Les bénéficiaires potentiels les plus directs sont les entreprises détenant ou visant une charte bancaire fédérale. Avanti, première crypto-banque américaine agréée, avait précisément fondé son modèle sur l’espoir d’un tel accès, après s’être vu refuser un master account par la Fed de Kansas City en 2022 devant les tribunaux.

Les grands exchanges : Coinbase, Kraken : ainsi que les émetteurs de stablecoins figurent aussi en haut de la liste. Coinbase a activement plaidé pour cette réforme depuis 2020. Pour Kraken, qui a obtenu une charte bancaire dans le Wyoming en 2020, un accès direct à la Fed représenterait la validation de son modèle depuis 4 ans.

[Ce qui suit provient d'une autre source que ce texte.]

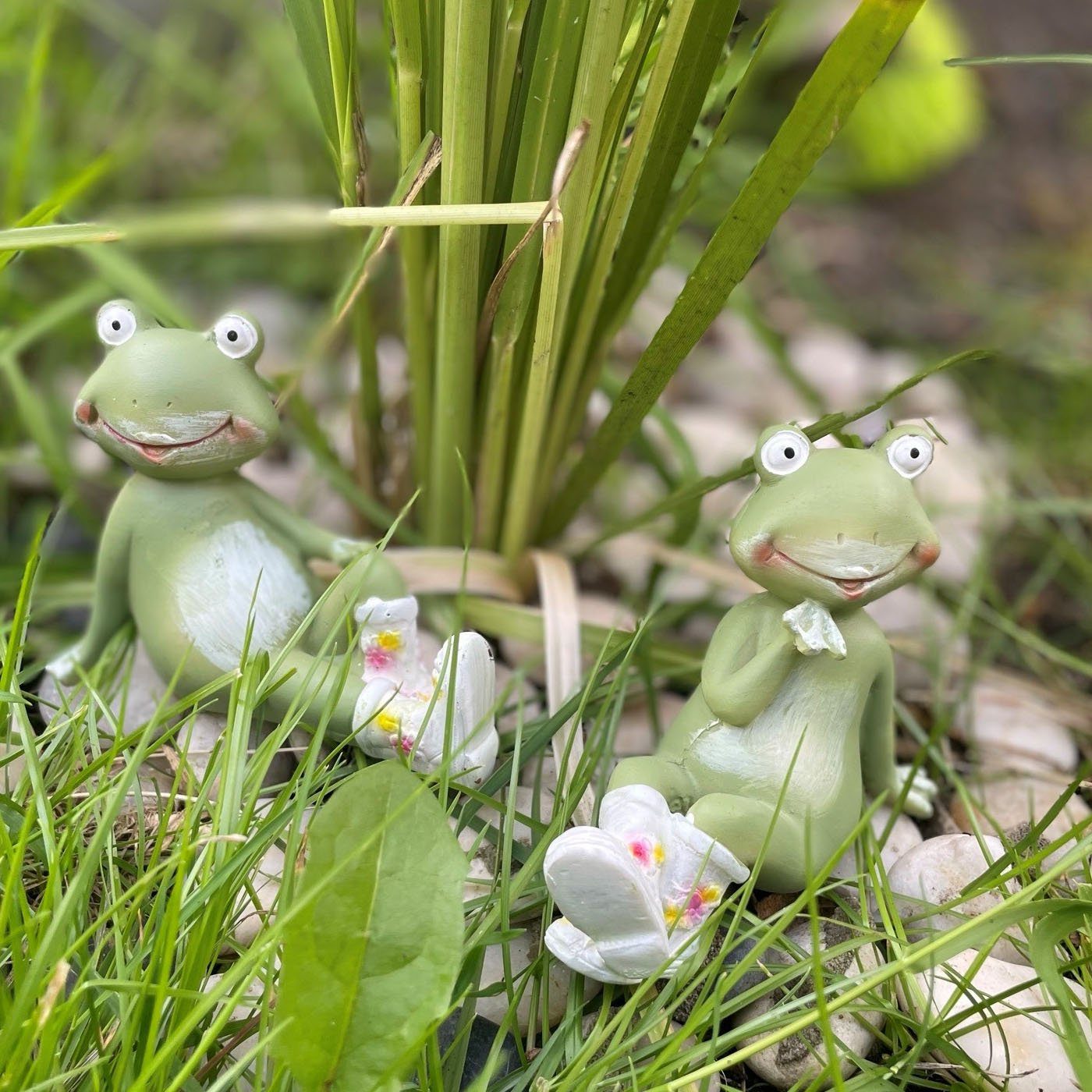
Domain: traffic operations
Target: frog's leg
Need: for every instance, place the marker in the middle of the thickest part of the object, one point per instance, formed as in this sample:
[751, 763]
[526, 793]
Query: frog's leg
[792, 849]
[666, 775]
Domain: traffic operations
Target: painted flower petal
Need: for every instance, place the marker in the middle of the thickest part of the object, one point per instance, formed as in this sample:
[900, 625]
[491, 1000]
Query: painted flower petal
[606, 895]
[578, 952]
[640, 818]
[697, 873]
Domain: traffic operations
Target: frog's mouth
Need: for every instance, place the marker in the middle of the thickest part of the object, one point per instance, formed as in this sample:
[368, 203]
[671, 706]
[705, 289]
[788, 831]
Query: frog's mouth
[852, 576]
[158, 450]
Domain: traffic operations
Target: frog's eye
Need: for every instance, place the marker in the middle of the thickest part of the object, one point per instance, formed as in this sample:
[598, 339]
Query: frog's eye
[235, 336]
[116, 324]
[911, 455]
[784, 452]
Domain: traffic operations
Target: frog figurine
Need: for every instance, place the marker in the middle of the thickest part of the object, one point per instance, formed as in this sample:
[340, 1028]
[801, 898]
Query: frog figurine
[764, 766]
[199, 557]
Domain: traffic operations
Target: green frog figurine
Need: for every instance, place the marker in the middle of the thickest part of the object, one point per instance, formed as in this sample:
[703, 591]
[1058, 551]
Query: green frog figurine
[792, 721]
[197, 556]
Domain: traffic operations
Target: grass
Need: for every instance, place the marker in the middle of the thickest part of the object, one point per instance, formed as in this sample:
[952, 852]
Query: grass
[171, 161]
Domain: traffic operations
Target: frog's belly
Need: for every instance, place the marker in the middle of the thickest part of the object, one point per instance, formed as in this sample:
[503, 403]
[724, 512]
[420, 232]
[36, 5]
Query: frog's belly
[810, 739]
[236, 578]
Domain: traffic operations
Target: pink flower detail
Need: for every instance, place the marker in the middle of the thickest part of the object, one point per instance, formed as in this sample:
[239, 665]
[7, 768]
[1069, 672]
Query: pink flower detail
[378, 658]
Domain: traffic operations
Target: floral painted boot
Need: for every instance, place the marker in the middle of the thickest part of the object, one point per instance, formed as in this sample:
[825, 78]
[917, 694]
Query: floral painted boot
[404, 709]
[636, 889]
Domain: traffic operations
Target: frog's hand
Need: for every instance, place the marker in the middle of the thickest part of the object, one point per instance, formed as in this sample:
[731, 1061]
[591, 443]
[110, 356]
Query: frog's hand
[923, 792]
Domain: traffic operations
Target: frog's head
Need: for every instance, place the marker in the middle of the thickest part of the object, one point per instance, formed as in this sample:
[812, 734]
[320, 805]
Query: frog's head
[838, 526]
[177, 403]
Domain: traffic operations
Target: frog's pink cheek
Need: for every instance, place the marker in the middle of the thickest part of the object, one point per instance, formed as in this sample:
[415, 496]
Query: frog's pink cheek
[764, 551]
[925, 554]
[245, 431]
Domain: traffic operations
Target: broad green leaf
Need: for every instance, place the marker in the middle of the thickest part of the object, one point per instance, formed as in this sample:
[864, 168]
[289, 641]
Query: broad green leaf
[373, 941]
[846, 70]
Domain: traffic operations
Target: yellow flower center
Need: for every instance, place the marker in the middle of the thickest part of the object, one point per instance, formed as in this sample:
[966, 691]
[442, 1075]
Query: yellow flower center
[388, 722]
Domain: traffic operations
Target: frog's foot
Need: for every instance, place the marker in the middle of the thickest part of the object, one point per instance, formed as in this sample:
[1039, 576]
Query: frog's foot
[410, 720]
[635, 890]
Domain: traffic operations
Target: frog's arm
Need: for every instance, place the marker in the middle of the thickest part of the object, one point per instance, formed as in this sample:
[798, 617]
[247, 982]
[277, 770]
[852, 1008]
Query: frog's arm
[311, 540]
[737, 687]
[877, 732]
[109, 608]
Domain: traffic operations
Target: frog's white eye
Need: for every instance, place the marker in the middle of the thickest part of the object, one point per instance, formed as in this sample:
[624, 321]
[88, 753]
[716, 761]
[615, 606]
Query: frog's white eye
[235, 336]
[784, 452]
[911, 455]
[116, 324]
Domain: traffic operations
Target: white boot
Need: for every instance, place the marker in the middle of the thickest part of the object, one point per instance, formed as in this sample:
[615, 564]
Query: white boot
[404, 710]
[636, 889]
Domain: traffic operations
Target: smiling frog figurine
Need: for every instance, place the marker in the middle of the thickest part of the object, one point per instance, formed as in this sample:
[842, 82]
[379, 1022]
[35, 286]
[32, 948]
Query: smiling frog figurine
[793, 718]
[198, 557]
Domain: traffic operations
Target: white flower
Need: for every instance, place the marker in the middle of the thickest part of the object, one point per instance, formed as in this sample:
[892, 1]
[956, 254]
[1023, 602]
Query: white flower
[636, 889]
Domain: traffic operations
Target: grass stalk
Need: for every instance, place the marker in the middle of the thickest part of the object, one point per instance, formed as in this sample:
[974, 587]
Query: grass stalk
[466, 85]
[846, 71]
[522, 495]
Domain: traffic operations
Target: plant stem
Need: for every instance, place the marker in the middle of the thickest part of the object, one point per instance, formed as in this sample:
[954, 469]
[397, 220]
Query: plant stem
[849, 67]
[522, 509]
[466, 87]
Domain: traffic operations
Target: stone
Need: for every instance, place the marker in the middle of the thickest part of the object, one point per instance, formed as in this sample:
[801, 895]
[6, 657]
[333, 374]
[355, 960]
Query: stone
[1012, 804]
[802, 1057]
[1008, 724]
[254, 909]
[729, 956]
[902, 838]
[935, 873]
[522, 952]
[1012, 1039]
[480, 1041]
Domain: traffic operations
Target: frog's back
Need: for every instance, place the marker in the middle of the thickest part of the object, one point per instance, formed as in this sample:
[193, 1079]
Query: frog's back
[199, 555]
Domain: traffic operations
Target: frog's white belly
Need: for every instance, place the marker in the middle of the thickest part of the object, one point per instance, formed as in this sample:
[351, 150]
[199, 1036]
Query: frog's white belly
[237, 575]
[759, 757]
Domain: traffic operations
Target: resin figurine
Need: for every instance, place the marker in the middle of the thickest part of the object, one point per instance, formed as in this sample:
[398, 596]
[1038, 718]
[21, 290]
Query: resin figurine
[791, 724]
[196, 555]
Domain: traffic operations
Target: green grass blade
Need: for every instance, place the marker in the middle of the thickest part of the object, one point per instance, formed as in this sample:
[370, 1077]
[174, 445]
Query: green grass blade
[846, 70]
[466, 87]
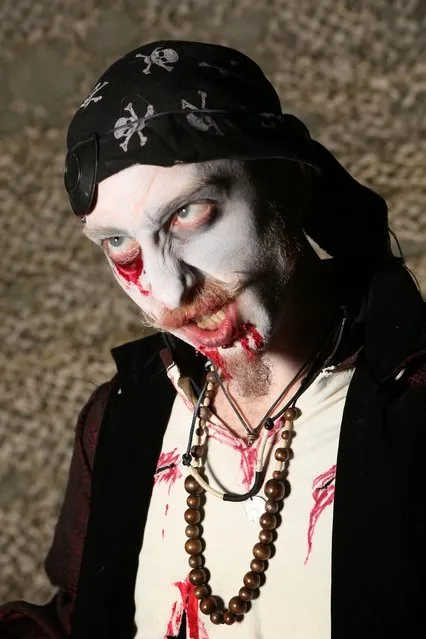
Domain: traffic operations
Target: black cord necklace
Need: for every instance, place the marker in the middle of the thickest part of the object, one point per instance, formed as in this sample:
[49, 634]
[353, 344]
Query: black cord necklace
[318, 364]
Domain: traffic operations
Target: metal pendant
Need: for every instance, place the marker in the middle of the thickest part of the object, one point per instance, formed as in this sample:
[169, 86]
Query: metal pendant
[255, 507]
[251, 439]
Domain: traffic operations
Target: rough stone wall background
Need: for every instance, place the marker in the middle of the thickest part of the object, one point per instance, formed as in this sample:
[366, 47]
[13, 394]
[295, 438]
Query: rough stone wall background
[354, 71]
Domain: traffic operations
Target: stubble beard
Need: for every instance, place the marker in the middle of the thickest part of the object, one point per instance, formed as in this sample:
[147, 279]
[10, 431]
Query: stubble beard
[251, 373]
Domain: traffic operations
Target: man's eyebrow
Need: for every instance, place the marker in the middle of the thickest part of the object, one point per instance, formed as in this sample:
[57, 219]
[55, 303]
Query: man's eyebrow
[209, 185]
[99, 233]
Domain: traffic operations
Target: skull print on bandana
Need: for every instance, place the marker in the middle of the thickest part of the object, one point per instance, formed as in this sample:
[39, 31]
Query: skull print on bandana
[127, 127]
[93, 97]
[203, 122]
[163, 58]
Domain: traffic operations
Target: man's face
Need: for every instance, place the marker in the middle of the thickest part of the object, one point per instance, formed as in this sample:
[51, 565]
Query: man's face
[199, 251]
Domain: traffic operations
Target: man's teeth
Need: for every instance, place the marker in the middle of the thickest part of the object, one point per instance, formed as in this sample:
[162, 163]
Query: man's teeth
[211, 322]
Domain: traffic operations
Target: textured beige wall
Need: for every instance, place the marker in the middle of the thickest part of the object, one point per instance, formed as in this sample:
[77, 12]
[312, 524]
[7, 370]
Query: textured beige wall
[355, 71]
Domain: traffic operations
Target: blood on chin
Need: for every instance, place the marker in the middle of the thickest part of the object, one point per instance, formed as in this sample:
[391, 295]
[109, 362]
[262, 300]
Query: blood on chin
[248, 338]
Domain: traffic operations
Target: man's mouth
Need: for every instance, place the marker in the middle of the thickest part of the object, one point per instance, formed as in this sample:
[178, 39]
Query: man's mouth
[216, 329]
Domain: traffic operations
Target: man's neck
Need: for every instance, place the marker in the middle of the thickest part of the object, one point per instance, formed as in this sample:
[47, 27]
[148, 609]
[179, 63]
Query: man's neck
[306, 321]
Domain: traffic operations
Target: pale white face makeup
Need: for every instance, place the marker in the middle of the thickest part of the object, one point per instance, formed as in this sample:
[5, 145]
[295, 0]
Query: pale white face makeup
[184, 243]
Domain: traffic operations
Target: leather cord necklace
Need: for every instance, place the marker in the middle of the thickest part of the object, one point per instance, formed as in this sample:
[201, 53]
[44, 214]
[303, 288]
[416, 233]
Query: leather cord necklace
[275, 489]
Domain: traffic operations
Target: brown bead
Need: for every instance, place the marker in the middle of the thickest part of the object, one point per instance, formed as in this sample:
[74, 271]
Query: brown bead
[193, 546]
[251, 580]
[245, 593]
[198, 576]
[192, 516]
[237, 606]
[195, 561]
[257, 565]
[204, 412]
[291, 414]
[216, 617]
[229, 618]
[271, 507]
[192, 530]
[281, 454]
[197, 452]
[193, 501]
[266, 536]
[201, 591]
[268, 521]
[208, 604]
[274, 489]
[261, 551]
[192, 486]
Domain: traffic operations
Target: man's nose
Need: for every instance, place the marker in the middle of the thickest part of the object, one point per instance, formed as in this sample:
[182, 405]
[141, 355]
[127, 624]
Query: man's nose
[172, 289]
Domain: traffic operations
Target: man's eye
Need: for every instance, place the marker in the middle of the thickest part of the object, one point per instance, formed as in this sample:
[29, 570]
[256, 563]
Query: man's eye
[193, 215]
[116, 242]
[121, 249]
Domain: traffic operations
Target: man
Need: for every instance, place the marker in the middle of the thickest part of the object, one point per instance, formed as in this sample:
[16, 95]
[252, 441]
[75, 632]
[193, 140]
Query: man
[258, 468]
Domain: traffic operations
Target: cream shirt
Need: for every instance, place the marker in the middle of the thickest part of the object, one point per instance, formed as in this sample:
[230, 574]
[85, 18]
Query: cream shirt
[296, 595]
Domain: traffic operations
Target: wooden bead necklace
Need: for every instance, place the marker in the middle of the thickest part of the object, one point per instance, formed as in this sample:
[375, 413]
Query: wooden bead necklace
[274, 490]
[196, 486]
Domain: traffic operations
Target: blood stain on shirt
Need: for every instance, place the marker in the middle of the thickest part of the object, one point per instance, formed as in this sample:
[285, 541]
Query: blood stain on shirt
[168, 471]
[323, 495]
[189, 604]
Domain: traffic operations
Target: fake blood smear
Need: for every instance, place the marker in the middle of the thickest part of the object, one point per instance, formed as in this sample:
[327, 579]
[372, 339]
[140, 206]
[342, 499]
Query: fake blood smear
[188, 604]
[216, 358]
[132, 271]
[323, 495]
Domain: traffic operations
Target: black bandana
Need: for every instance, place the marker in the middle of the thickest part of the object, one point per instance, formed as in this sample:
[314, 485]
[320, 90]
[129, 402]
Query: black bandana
[171, 102]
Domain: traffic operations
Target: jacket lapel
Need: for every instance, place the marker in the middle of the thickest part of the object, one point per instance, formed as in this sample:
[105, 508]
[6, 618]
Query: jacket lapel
[129, 445]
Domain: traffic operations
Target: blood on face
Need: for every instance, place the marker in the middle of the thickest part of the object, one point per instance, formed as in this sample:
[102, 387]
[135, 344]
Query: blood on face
[128, 265]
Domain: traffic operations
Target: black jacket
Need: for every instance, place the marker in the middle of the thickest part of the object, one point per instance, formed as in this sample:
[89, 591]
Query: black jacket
[379, 525]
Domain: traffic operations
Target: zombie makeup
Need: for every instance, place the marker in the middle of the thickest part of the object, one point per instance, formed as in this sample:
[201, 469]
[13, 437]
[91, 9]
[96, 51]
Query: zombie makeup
[186, 244]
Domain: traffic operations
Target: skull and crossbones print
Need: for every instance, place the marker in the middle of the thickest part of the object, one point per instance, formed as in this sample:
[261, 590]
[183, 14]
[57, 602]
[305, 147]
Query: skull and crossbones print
[164, 58]
[93, 97]
[200, 122]
[127, 127]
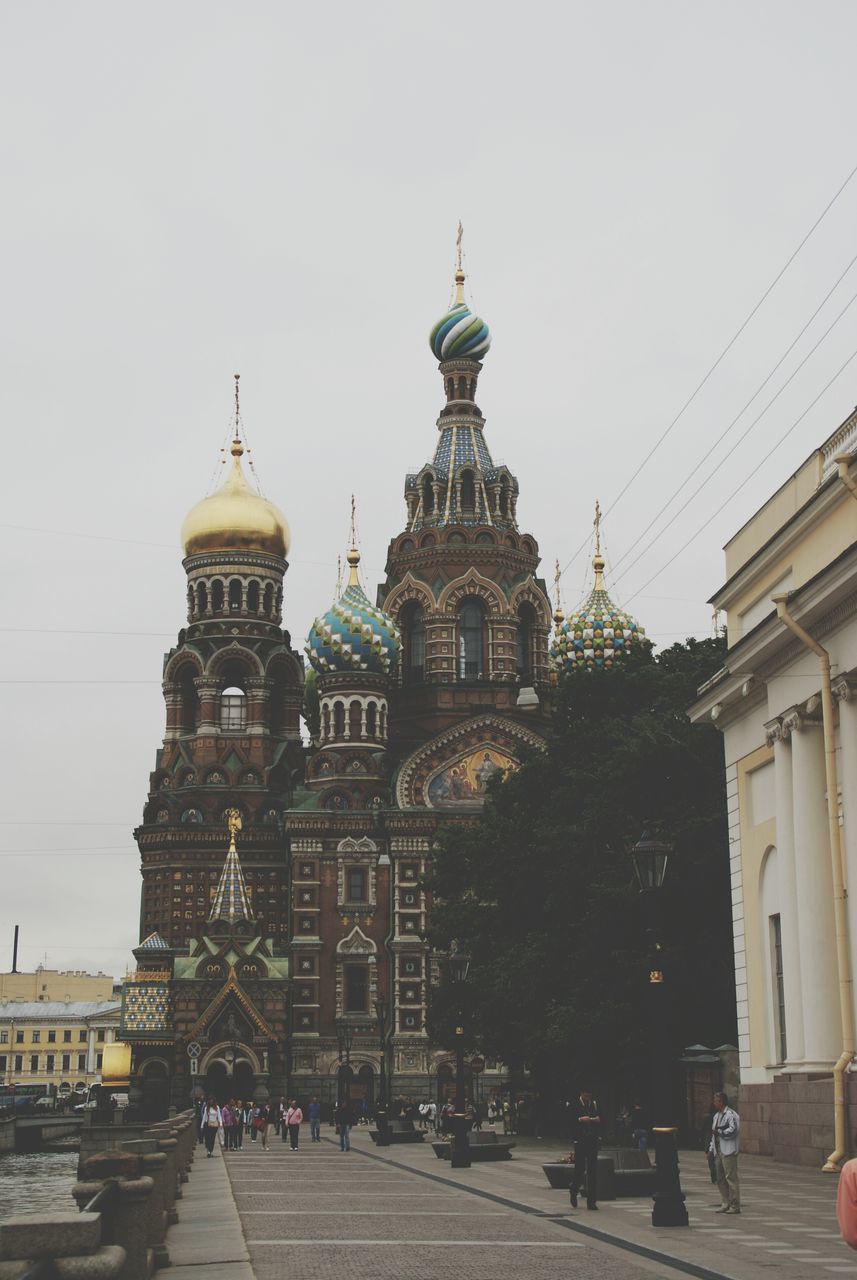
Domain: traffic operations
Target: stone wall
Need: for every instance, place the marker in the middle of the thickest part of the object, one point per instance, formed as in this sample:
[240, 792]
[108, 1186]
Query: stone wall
[791, 1119]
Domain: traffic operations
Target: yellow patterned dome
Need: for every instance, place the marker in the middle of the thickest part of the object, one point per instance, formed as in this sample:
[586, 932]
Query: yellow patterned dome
[234, 519]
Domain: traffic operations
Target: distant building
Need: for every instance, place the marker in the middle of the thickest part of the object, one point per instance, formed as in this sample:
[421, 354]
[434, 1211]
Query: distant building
[58, 984]
[55, 1043]
[793, 854]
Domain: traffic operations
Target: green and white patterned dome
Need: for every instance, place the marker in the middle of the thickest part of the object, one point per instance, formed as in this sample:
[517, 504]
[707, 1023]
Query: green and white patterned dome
[597, 634]
[353, 635]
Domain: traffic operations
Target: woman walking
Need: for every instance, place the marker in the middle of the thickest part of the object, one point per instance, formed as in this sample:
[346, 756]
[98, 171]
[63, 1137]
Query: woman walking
[211, 1124]
[293, 1120]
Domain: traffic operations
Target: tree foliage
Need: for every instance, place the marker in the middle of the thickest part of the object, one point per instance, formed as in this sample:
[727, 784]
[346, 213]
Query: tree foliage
[541, 888]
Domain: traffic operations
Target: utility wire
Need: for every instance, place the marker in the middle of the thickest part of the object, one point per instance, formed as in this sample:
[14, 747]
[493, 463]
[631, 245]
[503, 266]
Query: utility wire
[748, 478]
[741, 414]
[720, 357]
[727, 457]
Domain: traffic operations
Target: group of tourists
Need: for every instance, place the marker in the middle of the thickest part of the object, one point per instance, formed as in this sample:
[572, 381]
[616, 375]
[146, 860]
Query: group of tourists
[227, 1124]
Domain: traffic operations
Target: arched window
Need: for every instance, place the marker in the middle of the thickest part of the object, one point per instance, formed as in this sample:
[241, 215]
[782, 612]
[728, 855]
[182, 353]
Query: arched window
[427, 497]
[526, 638]
[471, 639]
[356, 988]
[233, 709]
[413, 629]
[468, 493]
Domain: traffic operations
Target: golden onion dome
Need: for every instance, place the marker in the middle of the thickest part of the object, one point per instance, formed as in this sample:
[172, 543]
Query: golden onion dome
[235, 519]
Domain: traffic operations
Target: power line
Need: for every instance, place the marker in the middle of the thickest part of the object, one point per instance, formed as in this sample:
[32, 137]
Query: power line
[748, 478]
[741, 414]
[719, 360]
[731, 453]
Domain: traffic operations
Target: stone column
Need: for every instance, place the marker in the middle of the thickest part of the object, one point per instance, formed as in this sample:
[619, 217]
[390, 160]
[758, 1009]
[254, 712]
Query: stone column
[209, 690]
[778, 737]
[814, 892]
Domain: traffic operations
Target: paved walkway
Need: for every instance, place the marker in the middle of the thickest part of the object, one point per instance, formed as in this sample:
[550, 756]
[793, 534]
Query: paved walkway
[399, 1211]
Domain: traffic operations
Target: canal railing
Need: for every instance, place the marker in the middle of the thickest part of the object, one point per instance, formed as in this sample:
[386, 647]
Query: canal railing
[127, 1194]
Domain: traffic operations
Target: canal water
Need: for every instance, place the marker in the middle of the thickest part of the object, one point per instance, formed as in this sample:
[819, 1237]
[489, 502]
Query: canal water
[39, 1182]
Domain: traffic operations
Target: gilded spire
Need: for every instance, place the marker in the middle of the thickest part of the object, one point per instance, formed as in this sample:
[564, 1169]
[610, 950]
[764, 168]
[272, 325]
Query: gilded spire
[459, 269]
[230, 901]
[558, 612]
[353, 553]
[597, 560]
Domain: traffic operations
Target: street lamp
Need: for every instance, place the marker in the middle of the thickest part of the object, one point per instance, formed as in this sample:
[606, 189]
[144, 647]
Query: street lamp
[459, 964]
[381, 1114]
[650, 856]
[345, 1037]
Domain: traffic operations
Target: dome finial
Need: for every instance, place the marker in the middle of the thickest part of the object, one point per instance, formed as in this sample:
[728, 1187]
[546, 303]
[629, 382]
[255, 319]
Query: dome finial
[459, 269]
[597, 560]
[353, 553]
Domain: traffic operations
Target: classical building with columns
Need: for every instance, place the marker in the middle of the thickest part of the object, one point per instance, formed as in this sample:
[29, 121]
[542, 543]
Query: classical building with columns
[786, 702]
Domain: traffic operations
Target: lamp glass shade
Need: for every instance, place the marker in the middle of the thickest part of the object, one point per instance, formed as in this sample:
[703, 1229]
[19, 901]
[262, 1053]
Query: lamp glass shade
[650, 856]
[459, 964]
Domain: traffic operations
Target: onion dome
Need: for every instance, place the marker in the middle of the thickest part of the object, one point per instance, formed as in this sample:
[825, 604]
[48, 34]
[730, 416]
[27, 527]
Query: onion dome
[595, 635]
[459, 334]
[353, 635]
[235, 519]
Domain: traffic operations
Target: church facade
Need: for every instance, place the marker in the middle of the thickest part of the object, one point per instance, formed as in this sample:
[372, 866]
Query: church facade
[412, 703]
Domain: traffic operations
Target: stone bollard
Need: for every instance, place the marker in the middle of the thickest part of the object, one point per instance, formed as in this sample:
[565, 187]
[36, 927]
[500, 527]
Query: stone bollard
[154, 1165]
[168, 1146]
[70, 1240]
[125, 1223]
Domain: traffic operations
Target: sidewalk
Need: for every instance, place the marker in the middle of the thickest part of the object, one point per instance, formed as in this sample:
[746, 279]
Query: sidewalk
[207, 1242]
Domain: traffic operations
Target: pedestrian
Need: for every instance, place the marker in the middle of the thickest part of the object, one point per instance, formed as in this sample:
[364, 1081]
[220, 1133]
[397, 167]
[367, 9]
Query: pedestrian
[587, 1133]
[638, 1127]
[293, 1121]
[847, 1203]
[260, 1123]
[228, 1118]
[314, 1116]
[211, 1123]
[725, 1129]
[344, 1118]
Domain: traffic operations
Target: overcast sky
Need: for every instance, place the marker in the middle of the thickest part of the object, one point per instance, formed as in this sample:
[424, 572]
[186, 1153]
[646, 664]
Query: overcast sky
[195, 190]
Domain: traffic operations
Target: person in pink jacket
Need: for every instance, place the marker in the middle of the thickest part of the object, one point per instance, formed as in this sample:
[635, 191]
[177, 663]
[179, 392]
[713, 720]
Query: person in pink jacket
[847, 1203]
[294, 1119]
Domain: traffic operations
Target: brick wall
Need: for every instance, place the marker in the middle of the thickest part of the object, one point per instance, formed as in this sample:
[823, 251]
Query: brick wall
[791, 1119]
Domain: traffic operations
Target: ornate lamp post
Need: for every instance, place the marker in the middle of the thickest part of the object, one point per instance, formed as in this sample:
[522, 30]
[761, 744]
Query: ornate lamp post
[459, 964]
[345, 1037]
[650, 856]
[381, 1114]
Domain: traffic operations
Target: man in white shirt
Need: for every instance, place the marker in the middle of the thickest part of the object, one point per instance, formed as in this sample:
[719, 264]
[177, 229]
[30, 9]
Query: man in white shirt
[725, 1127]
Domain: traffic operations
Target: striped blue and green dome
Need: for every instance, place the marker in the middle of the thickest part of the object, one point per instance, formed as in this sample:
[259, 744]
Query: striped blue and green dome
[595, 635]
[353, 635]
[459, 334]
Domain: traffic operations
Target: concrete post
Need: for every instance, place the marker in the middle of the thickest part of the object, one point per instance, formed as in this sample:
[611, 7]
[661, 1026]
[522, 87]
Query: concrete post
[70, 1240]
[168, 1146]
[154, 1165]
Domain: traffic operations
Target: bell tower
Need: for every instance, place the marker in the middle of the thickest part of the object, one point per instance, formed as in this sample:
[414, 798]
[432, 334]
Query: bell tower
[233, 690]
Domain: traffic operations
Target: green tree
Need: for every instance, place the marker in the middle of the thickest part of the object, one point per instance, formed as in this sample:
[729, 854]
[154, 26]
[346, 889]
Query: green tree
[541, 890]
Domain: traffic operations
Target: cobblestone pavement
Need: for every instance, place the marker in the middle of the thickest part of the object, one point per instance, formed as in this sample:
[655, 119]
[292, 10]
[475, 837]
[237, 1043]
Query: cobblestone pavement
[402, 1212]
[320, 1212]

Le tableau ci-dessous synthétise les acteurs et les implications immédiates :

Acteur Situation actuelle Impact potentiel
Coinbase / Kraken Dépendants de banques partenaires Accès direct aux rails Fed
Circle (USDC) Réserves via BNY Mellon Réduction du risque de contrepartie
Avanti Bank Charte Wyoming, master account refusé Déblocage juridique possible
Émetteurs de stablecoins Intermédiaires bancaires obligatoires Règlement en temps réel en USD

Et pour la France ?

L’executive order ne s’applique qu’aux États-Unis, mais son effet d’entraînement est à surveiller pour les acteurs européens. Si les entreprises crypto américaines obtiennent un accès direct aux rails de paiement de la Fed, elles gagneront un avantage concurrentiel structurel face aux PSAN français : Coinhouse, Bitstack, Paymium : qui dépendent du système bancaire européen et de la BCE pour leurs flux en euros. L’AMF et la BCE pourraient être amenées à réévaluer leur position sur l’accès des CASP aux infrastructures de paiement de la zone euro, un sujet que Christine Lagarde a déjà évoqué dans le cadre d’un possible MiCA 2.

À retenir

Trump vient de forcer la main à la Fed sur l’un des dossiers les plus structurants pour la crypto américaine. Le verdict tombe d’ici septembre 2026. Si la banque centrale ouvre ne serait-ce qu’un accès partiel, l’architecture du système de paiement crypto en dollars sera durablement transformée.